All packages are available in both coupe and convertible models, in either manual or automatic transmission (automatics are special order only).

Roush has been modifying factory-born Ford Mustangs since 1995 on a limited-run basis, and made several numbered, limited-edition models:

- 360R (2002–2002): 4.6L 2-valve V-8, supercharged.
- 380R (2003-2004): 4.6L 2-valve V-8, supercharged. 62 Units were produced in 2003 rated @ 379 HP
- 427R (2007–2010): 4.6L 3-valve V-8, supercharged (Black Eaton M90).
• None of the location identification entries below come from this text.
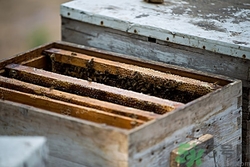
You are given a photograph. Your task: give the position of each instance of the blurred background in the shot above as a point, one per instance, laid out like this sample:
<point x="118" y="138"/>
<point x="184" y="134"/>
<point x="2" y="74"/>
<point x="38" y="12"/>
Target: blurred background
<point x="28" y="23"/>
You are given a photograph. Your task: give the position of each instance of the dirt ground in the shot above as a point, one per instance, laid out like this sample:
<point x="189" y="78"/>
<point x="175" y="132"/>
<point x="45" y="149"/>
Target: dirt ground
<point x="28" y="23"/>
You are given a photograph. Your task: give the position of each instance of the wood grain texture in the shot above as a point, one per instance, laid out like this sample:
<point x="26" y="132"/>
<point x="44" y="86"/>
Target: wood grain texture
<point x="76" y="99"/>
<point x="116" y="68"/>
<point x="139" y="46"/>
<point x="73" y="110"/>
<point x="91" y="89"/>
<point x="206" y="115"/>
<point x="77" y="142"/>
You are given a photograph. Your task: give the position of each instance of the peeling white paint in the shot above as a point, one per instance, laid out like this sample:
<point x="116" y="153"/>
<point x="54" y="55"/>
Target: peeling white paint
<point x="226" y="34"/>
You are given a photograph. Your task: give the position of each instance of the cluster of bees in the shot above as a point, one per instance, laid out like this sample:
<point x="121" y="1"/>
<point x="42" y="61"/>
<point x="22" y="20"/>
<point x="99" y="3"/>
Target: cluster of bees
<point x="134" y="82"/>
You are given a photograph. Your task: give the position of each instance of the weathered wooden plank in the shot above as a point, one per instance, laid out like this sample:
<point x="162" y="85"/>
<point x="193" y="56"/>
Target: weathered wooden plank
<point x="121" y="69"/>
<point x="91" y="89"/>
<point x="155" y="65"/>
<point x="218" y="26"/>
<point x="26" y="56"/>
<point x="23" y="151"/>
<point x="216" y="117"/>
<point x="74" y="140"/>
<point x="163" y="51"/>
<point x="75" y="99"/>
<point x="41" y="62"/>
<point x="73" y="110"/>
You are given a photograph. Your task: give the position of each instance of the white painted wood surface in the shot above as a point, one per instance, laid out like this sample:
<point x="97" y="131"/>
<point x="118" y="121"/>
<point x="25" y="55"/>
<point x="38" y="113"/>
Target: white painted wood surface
<point x="219" y="26"/>
<point x="20" y="151"/>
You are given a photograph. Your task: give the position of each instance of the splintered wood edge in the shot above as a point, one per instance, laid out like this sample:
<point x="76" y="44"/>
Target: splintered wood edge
<point x="205" y="143"/>
<point x="73" y="110"/>
<point x="76" y="99"/>
<point x="38" y="62"/>
<point x="49" y="78"/>
<point x="116" y="68"/>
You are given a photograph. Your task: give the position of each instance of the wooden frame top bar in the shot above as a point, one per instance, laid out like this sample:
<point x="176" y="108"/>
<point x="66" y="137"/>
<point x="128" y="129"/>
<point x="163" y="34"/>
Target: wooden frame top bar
<point x="117" y="68"/>
<point x="91" y="89"/>
<point x="76" y="99"/>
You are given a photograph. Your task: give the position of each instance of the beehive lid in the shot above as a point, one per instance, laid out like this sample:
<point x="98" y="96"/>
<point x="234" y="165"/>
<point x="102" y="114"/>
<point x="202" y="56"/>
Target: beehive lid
<point x="218" y="26"/>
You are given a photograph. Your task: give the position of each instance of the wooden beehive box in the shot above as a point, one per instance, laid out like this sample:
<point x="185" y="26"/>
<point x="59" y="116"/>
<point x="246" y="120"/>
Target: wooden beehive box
<point x="210" y="36"/>
<point x="99" y="108"/>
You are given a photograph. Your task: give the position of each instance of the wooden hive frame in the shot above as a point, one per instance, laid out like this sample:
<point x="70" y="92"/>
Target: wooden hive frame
<point x="118" y="126"/>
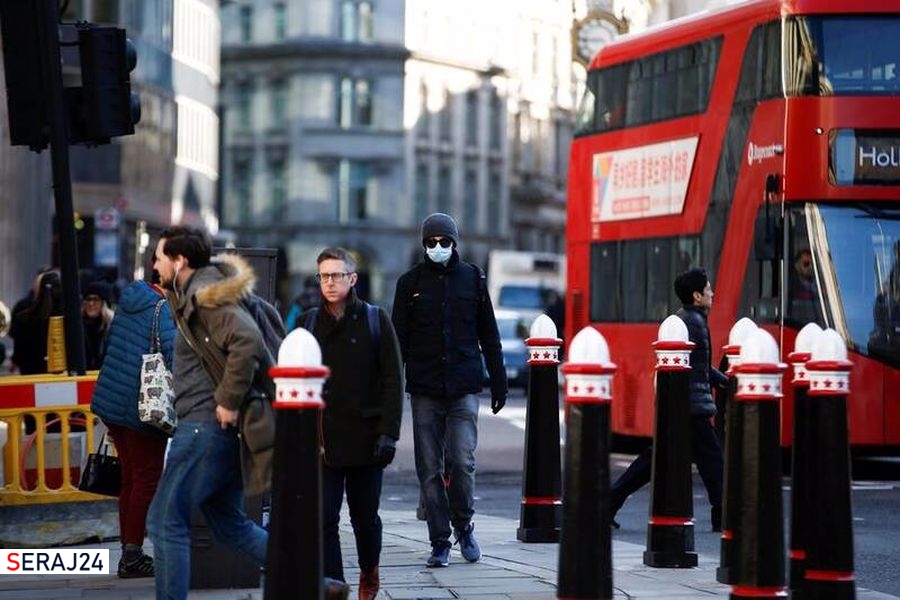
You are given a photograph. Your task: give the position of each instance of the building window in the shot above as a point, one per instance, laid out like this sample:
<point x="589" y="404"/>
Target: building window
<point x="246" y="23"/>
<point x="280" y="20"/>
<point x="279" y="102"/>
<point x="242" y="191"/>
<point x="422" y="195"/>
<point x="444" y="198"/>
<point x="357" y="22"/>
<point x="470" y="198"/>
<point x="472" y="118"/>
<point x="244" y="102"/>
<point x="355" y="103"/>
<point x="354" y="202"/>
<point x="277" y="189"/>
<point x="494" y="200"/>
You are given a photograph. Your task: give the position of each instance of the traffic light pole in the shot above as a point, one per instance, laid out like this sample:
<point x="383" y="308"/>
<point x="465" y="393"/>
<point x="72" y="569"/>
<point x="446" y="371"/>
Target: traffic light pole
<point x="48" y="35"/>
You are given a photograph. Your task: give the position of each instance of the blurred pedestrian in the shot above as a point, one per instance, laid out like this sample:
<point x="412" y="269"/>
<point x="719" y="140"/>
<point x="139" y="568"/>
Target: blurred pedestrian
<point x="140" y="447"/>
<point x="361" y="421"/>
<point x="444" y="321"/>
<point x="96" y="316"/>
<point x="695" y="292"/>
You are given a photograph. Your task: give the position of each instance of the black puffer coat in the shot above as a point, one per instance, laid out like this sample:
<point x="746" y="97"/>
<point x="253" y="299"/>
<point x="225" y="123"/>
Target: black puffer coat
<point x="364" y="393"/>
<point x="702" y="372"/>
<point x="444" y="321"/>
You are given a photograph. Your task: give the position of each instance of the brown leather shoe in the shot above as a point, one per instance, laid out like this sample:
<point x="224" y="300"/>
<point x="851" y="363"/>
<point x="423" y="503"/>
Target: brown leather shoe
<point x="336" y="590"/>
<point x="368" y="584"/>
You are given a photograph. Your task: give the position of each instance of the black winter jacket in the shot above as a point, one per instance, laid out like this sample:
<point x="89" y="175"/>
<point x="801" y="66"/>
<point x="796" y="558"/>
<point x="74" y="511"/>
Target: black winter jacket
<point x="702" y="372"/>
<point x="364" y="393"/>
<point x="444" y="321"/>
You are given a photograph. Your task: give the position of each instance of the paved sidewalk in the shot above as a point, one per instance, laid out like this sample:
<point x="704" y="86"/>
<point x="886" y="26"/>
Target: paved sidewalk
<point x="510" y="570"/>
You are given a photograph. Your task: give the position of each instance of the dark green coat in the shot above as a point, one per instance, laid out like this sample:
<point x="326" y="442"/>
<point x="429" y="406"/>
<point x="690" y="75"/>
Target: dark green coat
<point x="364" y="393"/>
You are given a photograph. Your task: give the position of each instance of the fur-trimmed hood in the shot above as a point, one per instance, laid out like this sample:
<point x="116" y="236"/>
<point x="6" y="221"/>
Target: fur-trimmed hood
<point x="238" y="280"/>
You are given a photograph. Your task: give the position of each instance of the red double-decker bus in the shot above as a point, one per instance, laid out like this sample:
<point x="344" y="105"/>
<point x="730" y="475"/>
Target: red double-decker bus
<point x="761" y="141"/>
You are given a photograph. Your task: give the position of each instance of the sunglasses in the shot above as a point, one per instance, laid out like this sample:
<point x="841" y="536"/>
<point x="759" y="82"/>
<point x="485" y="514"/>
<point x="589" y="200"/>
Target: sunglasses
<point x="445" y="242"/>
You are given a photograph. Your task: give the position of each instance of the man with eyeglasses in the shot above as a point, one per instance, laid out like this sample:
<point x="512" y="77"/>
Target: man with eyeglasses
<point x="363" y="407"/>
<point x="445" y="321"/>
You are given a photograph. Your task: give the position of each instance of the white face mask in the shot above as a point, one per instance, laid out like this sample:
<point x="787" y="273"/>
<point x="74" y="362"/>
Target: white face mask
<point x="439" y="254"/>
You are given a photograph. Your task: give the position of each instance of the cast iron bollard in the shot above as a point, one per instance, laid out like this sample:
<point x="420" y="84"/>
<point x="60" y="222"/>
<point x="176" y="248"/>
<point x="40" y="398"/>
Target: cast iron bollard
<point x="541" y="510"/>
<point x="801" y="456"/>
<point x="829" y="544"/>
<point x="733" y="429"/>
<point x="585" y="545"/>
<point x="294" y="564"/>
<point x="759" y="527"/>
<point x="670" y="530"/>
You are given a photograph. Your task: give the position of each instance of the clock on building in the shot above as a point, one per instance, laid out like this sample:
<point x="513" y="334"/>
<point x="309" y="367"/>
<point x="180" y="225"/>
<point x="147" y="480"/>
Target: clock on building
<point x="593" y="32"/>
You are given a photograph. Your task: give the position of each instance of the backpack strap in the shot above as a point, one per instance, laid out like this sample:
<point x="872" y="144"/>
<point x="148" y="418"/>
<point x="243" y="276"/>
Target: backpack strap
<point x="309" y="319"/>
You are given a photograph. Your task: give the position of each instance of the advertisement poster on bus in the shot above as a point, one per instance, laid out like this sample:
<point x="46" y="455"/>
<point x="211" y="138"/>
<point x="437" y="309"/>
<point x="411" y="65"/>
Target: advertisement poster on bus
<point x="648" y="181"/>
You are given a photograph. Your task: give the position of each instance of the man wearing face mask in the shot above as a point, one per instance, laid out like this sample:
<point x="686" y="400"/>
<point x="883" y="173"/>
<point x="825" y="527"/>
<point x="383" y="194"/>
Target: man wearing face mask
<point x="444" y="321"/>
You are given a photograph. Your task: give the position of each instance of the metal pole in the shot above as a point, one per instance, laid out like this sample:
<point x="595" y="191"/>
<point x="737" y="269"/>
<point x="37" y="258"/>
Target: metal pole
<point x="48" y="33"/>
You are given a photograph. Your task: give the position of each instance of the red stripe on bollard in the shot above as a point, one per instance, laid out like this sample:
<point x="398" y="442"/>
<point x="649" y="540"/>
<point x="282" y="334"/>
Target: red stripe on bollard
<point x="830" y="575"/>
<point x="542" y="501"/>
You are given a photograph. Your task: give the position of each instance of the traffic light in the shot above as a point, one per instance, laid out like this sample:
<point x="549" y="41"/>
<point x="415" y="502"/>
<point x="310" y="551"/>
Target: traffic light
<point x="107" y="107"/>
<point x="25" y="99"/>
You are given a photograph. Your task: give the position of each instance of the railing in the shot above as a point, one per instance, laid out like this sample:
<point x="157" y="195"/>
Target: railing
<point x="50" y="430"/>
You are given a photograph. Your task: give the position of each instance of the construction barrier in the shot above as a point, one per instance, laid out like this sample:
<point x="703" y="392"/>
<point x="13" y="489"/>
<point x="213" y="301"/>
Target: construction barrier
<point x="49" y="432"/>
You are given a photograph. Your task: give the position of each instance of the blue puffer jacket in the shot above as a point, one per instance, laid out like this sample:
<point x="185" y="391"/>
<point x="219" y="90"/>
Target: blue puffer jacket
<point x="116" y="393"/>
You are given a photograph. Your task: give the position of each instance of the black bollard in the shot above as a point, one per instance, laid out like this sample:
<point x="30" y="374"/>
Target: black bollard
<point x="541" y="511"/>
<point x="670" y="530"/>
<point x="801" y="455"/>
<point x="829" y="543"/>
<point x="294" y="554"/>
<point x="758" y="526"/>
<point x="733" y="429"/>
<point x="585" y="545"/>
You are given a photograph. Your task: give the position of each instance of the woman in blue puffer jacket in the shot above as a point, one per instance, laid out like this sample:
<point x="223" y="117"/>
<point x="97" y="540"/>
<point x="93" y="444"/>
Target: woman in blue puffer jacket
<point x="140" y="447"/>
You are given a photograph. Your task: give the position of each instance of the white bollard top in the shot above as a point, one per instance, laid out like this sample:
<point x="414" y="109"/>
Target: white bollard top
<point x="759" y="348"/>
<point x="589" y="347"/>
<point x="299" y="349"/>
<point x="829" y="345"/>
<point x="543" y="328"/>
<point x="673" y="329"/>
<point x="740" y="331"/>
<point x="806" y="337"/>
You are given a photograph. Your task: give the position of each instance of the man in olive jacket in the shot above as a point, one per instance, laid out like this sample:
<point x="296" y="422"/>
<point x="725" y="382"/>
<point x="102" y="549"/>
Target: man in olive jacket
<point x="203" y="466"/>
<point x="363" y="406"/>
<point x="445" y="321"/>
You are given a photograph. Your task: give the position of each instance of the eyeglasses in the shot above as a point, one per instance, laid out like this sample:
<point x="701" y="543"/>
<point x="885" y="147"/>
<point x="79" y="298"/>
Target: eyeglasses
<point x="444" y="242"/>
<point x="335" y="277"/>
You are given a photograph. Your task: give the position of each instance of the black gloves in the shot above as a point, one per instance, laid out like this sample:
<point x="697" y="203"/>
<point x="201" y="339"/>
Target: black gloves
<point x="385" y="448"/>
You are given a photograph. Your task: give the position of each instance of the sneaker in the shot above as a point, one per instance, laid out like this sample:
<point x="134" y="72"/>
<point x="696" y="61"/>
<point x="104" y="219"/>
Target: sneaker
<point x="468" y="545"/>
<point x="440" y="555"/>
<point x="139" y="567"/>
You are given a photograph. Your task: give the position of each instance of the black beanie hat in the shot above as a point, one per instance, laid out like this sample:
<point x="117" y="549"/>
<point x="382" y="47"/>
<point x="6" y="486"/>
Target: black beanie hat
<point x="689" y="282"/>
<point x="98" y="288"/>
<point x="439" y="224"/>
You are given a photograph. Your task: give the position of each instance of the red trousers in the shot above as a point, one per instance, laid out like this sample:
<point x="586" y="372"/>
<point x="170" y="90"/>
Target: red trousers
<point x="141" y="458"/>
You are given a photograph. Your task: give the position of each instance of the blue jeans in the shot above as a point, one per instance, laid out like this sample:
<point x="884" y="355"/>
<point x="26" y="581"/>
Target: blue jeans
<point x="445" y="434"/>
<point x="202" y="470"/>
<point x="363" y="486"/>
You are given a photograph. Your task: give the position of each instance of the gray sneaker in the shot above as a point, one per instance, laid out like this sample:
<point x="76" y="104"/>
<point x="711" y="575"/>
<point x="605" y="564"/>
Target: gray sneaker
<point x="440" y="555"/>
<point x="468" y="545"/>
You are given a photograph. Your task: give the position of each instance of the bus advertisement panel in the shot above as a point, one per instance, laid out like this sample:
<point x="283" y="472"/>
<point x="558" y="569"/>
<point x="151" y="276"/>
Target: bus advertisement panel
<point x="762" y="142"/>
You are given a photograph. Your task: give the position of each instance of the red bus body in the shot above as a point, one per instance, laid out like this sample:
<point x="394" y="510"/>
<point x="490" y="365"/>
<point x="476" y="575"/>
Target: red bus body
<point x="789" y="140"/>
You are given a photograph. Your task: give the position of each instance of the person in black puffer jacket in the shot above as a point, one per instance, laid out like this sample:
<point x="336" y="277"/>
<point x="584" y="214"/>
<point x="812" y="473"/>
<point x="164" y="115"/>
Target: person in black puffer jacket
<point x="695" y="292"/>
<point x="444" y="322"/>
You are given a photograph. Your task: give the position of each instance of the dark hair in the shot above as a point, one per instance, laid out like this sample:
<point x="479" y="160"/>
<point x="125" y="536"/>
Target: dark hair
<point x="192" y="243"/>
<point x="687" y="283"/>
<point x="338" y="253"/>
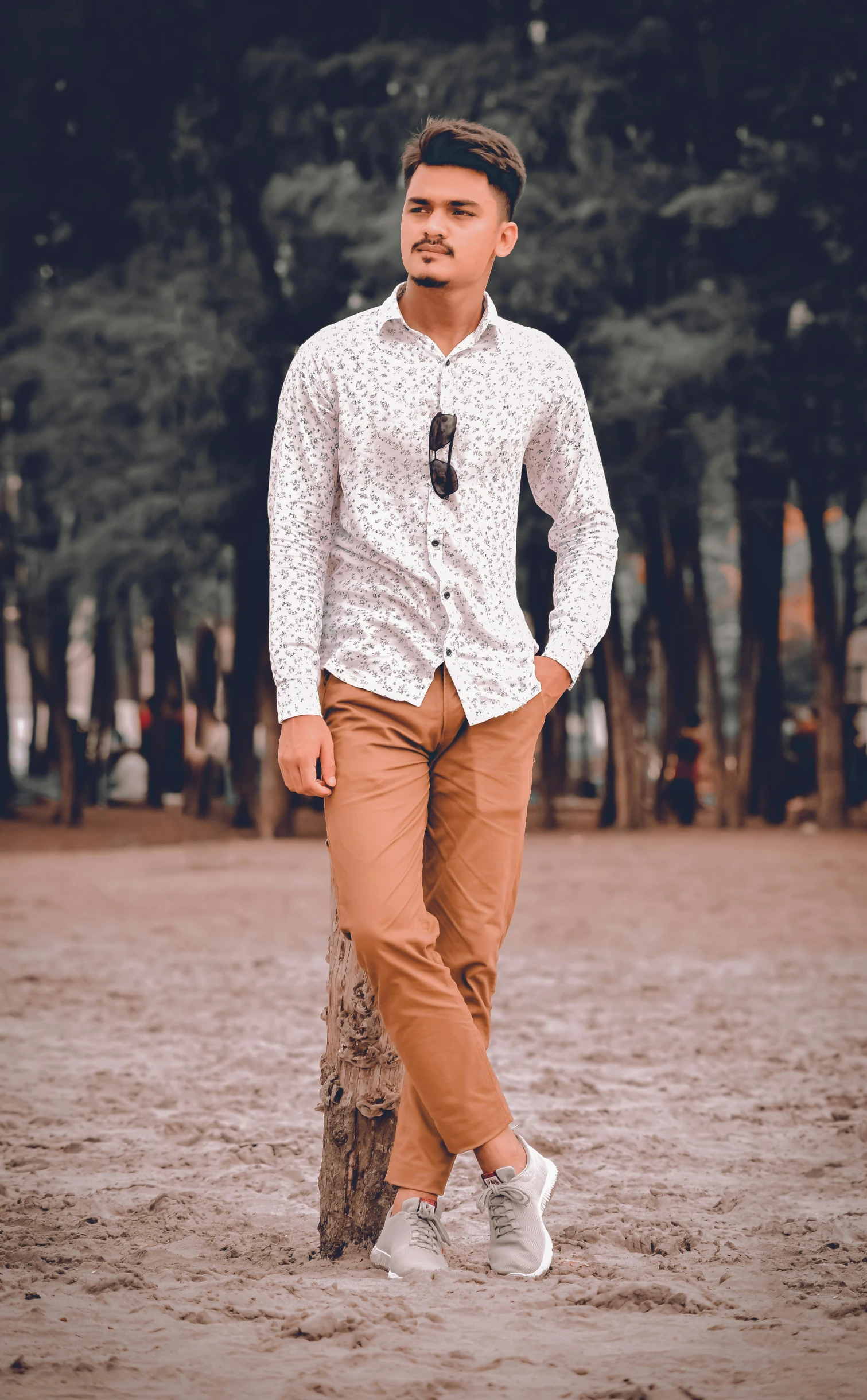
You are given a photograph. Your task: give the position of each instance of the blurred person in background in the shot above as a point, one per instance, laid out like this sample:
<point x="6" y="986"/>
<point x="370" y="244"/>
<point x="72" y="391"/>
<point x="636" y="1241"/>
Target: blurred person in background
<point x="682" y="794"/>
<point x="394" y="511"/>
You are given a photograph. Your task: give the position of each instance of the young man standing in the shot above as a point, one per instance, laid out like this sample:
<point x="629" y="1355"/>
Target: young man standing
<point x="394" y="509"/>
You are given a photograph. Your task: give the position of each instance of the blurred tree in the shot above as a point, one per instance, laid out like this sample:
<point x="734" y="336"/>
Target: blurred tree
<point x="127" y="383"/>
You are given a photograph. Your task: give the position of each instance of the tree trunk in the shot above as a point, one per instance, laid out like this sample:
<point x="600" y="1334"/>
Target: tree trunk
<point x="623" y="752"/>
<point x="251" y="635"/>
<point x="7" y="783"/>
<point x="760" y="769"/>
<point x="554" y="759"/>
<point x="708" y="685"/>
<point x="103" y="705"/>
<point x="361" y="1079"/>
<point x="167" y="705"/>
<point x="206" y="720"/>
<point x="850" y="557"/>
<point x="71" y="748"/>
<point x="274" y="804"/>
<point x="830" y="767"/>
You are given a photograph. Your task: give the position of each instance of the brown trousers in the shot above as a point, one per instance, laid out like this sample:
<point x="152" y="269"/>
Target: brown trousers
<point x="426" y="832"/>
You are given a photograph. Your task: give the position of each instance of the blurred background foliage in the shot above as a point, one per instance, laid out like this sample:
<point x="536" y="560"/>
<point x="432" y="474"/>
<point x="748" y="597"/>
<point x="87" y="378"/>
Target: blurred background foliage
<point x="189" y="191"/>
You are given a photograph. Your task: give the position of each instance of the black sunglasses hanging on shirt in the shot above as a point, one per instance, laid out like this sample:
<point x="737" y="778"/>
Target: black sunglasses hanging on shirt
<point x="444" y="478"/>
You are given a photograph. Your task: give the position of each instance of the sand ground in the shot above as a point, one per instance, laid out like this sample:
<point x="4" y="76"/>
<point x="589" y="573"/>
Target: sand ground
<point x="682" y="1022"/>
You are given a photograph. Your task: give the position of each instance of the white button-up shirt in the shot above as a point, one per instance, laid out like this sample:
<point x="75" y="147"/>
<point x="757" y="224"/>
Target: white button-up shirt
<point x="378" y="580"/>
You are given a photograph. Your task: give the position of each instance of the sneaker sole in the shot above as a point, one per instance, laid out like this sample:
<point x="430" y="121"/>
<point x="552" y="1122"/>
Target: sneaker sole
<point x="382" y="1261"/>
<point x="549" y="1252"/>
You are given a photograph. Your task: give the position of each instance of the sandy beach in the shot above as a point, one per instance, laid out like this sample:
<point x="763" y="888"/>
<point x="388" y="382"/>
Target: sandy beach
<point x="682" y="1022"/>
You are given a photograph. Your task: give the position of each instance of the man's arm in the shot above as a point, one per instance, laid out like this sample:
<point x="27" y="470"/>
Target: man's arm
<point x="567" y="478"/>
<point x="301" y="499"/>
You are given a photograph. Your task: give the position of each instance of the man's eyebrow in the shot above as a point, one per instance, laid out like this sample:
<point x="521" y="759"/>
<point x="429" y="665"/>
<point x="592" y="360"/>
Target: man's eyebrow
<point x="453" y="203"/>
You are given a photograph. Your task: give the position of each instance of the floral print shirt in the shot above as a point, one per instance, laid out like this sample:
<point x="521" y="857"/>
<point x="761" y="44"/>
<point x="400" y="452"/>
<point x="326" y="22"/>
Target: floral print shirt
<point x="378" y="580"/>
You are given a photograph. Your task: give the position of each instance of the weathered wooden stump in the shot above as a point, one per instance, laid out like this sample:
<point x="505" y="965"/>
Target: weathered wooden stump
<point x="361" y="1077"/>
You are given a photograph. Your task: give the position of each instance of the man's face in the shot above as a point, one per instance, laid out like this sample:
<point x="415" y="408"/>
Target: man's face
<point x="453" y="226"/>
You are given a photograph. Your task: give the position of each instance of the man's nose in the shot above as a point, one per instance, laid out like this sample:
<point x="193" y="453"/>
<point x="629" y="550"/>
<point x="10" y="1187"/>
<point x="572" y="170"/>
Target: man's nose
<point x="436" y="226"/>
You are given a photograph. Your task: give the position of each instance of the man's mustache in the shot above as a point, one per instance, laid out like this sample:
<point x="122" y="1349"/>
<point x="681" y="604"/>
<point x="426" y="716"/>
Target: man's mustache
<point x="428" y="243"/>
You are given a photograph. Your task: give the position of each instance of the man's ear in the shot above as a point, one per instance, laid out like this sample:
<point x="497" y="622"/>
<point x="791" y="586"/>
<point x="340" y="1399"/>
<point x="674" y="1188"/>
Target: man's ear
<point x="507" y="240"/>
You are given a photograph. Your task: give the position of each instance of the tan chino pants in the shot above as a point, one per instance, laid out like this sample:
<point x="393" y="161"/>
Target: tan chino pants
<point x="426" y="833"/>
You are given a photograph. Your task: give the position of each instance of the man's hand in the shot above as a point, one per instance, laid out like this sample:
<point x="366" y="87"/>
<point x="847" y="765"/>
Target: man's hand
<point x="553" y="678"/>
<point x="302" y="742"/>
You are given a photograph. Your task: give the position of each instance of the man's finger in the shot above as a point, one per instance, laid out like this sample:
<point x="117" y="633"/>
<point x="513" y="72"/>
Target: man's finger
<point x="309" y="783"/>
<point x="326" y="759"/>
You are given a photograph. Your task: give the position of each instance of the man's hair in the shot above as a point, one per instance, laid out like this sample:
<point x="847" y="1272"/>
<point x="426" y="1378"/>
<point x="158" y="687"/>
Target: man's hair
<point x="475" y="148"/>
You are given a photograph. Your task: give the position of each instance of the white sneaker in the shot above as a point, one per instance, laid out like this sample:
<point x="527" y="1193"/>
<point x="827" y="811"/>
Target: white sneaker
<point x="411" y="1239"/>
<point x="520" y="1245"/>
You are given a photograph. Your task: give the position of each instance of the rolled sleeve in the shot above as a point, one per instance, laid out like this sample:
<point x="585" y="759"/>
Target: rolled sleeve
<point x="567" y="479"/>
<point x="301" y="502"/>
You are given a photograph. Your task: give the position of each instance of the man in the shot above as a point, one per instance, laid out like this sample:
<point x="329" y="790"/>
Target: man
<point x="394" y="509"/>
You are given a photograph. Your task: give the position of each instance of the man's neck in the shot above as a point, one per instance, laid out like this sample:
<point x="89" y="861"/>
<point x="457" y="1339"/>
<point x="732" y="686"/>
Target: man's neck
<point x="445" y="314"/>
Rated 415 horsepower (2007 only), and 435 horsepower (2008 - 2010. Smaller diameter pulley and revised tune).
- 427R Trak Pak (2008): 4.6L 3-valve V-8, supercharged (Black Eaton M90), coil-over track suspension, and other additions. Limited to 100 units. Rated 435 horsepower.
- 428R (2008): 4.6L 3-valve V-8, supercharged (Chrome Eaton M90). Limited to 200 units. Rated 435 horsepower.
- 429R (2009): 4.6L 3-valve V-8, supercharged (Chrome Eaton M90). Limited to 100 units. Rated 435 horsepower.
- Speedster (2008): 4.6L 3-valve V-8, supercharger option (Eaton M90). Automatic transmission only. White convertible with orange graphics only. Limited to 100 units. Rated 435 horsepower.
- P-51A (2008): 4.6L 3-valve V-8, forged rotating assembly factory installed, supercharged (TVS 2300), single belt FEAD. Limited to 151 units. Rated 510 horsepower.
- P-51B (2009): 4.6L 3-valve V-8, forged rotating assembly factory installed, supercharged (TVS 2300), dual belt FEAD. Limited to 51 units. Rated 510 horsepower.
- Blackjack (2007–2009): 4.6L 3-valve V-8, supercharged (Black Chrome Eaton M90). Depending on year, limited to under 200 units. Rated 435 horsepower.
- Stage 3 (2010-specific): 4.6L 3-valve V-8, forged rotating assembly factory installed, supercharged (TVS 2300), single belt FEAD. Rated 510 horsepower.
- 5XR (2011): 5.0L 4-valve V-8, supercharged (TVS 2300). Limited to 151 units. Rated 525 horsepower.
- Shamal 500R (2011): 5.0L 4-valve V-8, supercharged (TVS 2300), larger cooling system. Limited to 15 units (United Arab Emirates market only). Rated 525 horsepower.

All models are serialized with a unique plaque and other documentation (some as "limited edition" vehicles), and are registered with Roush Performance in order to avoid cloning.

The company also provides custom built engines for cars like the Superformance Shelby Daytona Coupe, or Brock Coupe as it is also known.

The company has served occasionally as a part-time sponsor for Roush's Xfinity Series teams.